Greece’s long-running attempt to sell a 66 stake of DESFA, the natural gas grid operator, to Azerbaijani energy company Socar and Snam, its eventual Italian partner in the deal, has officially ended without a result, the energy ministry announced tonight.
“In recent months, the government has been engaged in continuous discussions with representatives of Socar and Snam for the sale of 66 percent of DESFA. The climate of these discussions was constructive. However, the proposal tabled by the candidate buyers for a price reduction was legally impossible and would have nullified the tender,” the energy ministry noted.
The energy ministry also noted that various alternatives proposed by the candidate buyers, their intention being to improve the operator’s commercial potential, were examined but could not be implemented to the sale’s existing framework.
“The ministry’s proposals sought to improve the operator’s financial position by offering an increase to the recoverable amounts [for past investments],” the ministry announced. “These proposals were not accepted, and, as a result, the negotiations concluded.”

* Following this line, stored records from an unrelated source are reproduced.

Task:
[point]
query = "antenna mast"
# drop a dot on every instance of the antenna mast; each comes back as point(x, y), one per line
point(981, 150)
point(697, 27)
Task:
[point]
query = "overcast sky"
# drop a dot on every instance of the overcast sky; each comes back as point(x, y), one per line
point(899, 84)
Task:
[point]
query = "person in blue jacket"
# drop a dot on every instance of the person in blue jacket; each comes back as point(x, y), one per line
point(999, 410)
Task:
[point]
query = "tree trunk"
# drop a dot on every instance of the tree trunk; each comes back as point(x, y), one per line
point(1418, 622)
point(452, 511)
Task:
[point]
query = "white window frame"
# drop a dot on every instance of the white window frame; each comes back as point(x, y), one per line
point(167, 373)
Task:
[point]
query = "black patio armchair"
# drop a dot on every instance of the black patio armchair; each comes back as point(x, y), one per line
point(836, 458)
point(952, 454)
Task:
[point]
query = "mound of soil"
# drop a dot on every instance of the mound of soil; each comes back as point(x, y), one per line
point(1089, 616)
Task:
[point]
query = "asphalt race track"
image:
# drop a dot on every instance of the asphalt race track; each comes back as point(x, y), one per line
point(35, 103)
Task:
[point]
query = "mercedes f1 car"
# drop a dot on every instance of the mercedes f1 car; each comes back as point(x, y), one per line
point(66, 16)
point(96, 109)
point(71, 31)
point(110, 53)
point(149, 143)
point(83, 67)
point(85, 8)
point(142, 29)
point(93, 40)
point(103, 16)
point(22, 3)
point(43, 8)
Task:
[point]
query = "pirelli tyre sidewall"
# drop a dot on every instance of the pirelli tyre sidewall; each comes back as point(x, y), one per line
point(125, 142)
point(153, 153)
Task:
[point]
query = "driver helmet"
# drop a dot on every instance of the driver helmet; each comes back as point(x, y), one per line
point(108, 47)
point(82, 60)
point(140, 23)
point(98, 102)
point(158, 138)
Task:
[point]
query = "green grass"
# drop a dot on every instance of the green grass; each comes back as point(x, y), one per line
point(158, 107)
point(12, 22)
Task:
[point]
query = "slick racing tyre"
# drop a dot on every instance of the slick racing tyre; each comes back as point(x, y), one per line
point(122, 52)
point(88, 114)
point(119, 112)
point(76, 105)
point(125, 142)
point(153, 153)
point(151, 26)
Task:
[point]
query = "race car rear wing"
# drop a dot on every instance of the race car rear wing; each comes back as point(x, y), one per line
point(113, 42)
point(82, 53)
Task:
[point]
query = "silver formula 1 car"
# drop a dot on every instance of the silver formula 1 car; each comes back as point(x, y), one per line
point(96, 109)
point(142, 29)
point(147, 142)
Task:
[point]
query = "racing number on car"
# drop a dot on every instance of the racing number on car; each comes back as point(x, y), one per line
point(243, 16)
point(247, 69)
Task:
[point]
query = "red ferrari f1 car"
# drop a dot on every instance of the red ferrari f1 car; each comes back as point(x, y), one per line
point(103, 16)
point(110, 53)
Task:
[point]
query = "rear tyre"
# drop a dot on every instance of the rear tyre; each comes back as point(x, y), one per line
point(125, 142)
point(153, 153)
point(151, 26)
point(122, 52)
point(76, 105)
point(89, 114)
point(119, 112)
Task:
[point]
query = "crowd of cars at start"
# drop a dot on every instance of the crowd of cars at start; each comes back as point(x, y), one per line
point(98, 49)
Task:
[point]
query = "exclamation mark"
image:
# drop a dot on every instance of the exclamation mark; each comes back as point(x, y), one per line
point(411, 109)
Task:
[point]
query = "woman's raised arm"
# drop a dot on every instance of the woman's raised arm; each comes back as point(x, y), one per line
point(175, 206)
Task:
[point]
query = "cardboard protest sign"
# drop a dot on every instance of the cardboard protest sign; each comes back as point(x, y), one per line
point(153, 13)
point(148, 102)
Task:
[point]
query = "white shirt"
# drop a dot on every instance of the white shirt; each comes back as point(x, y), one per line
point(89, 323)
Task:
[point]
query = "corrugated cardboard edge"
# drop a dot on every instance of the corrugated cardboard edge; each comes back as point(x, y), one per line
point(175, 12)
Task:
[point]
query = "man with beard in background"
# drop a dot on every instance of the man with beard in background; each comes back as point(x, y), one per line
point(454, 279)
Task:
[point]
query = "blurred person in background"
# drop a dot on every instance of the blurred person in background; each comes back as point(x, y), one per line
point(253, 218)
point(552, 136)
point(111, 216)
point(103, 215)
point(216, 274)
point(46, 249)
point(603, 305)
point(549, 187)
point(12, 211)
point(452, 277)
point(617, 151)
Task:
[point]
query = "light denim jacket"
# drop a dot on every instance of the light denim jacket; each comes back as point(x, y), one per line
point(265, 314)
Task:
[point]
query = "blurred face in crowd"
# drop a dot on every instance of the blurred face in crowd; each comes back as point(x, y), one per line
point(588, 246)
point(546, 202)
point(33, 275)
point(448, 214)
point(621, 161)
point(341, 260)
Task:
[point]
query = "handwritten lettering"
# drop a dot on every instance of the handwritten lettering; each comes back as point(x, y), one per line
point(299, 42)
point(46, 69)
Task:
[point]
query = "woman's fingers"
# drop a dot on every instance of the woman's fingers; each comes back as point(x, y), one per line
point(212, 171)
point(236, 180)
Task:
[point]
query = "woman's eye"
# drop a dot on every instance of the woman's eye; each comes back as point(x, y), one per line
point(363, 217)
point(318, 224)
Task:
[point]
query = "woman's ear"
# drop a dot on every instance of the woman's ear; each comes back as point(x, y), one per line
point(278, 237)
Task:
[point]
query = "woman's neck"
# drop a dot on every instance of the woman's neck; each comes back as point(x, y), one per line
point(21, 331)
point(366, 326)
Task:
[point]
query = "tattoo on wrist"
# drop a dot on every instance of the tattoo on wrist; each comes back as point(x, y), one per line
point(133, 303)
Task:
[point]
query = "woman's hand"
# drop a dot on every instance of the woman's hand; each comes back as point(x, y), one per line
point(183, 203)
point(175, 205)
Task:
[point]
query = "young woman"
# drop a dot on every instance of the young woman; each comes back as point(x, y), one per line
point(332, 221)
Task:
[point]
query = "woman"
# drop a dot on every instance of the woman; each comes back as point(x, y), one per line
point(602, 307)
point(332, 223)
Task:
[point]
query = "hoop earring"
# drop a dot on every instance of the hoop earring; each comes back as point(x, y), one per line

Socar was named the winning bidder of an international tender offering a 66 percent stake of DESFA in 2013, under a preceding conservative New Democracy-led coalition for which Yiannis Maniatis of the socialist PASOK party, the government’s junior partner, was in charge of the energy portfolio. At the time, the energy minister signed an agreement with Socar president Rovnag Abdullayev for the transfer of DESFA’s 66 percent – 31 percent from TAIPED, the State Privatiation Fund, and 35 percent from ELPE (Hellenic Petroleum) – to Socar.
The European Commission eventually intervened over competition concerns and forced Socar to surrender at least 17 percent to a certified European operator, prompting Snam’s entry into the ordeal.
Negotiations concerning the deal’s details further delayed the sale and then, last summer, the recently replaced energy minister Panos Skourletis struck a devastating blow by implementing measures that severely limited DESFA’s revenue potential. This development was negatively received by the candidate buyers, who sought a price reduction, and ultimately drove the long-running sale attempt to tonight’s demise.
In the lead-up, Socar kept the process alive by offering two successive one-month extensions to the agreement’s deadline, which was originally due to expire on September 30 – all to no avail.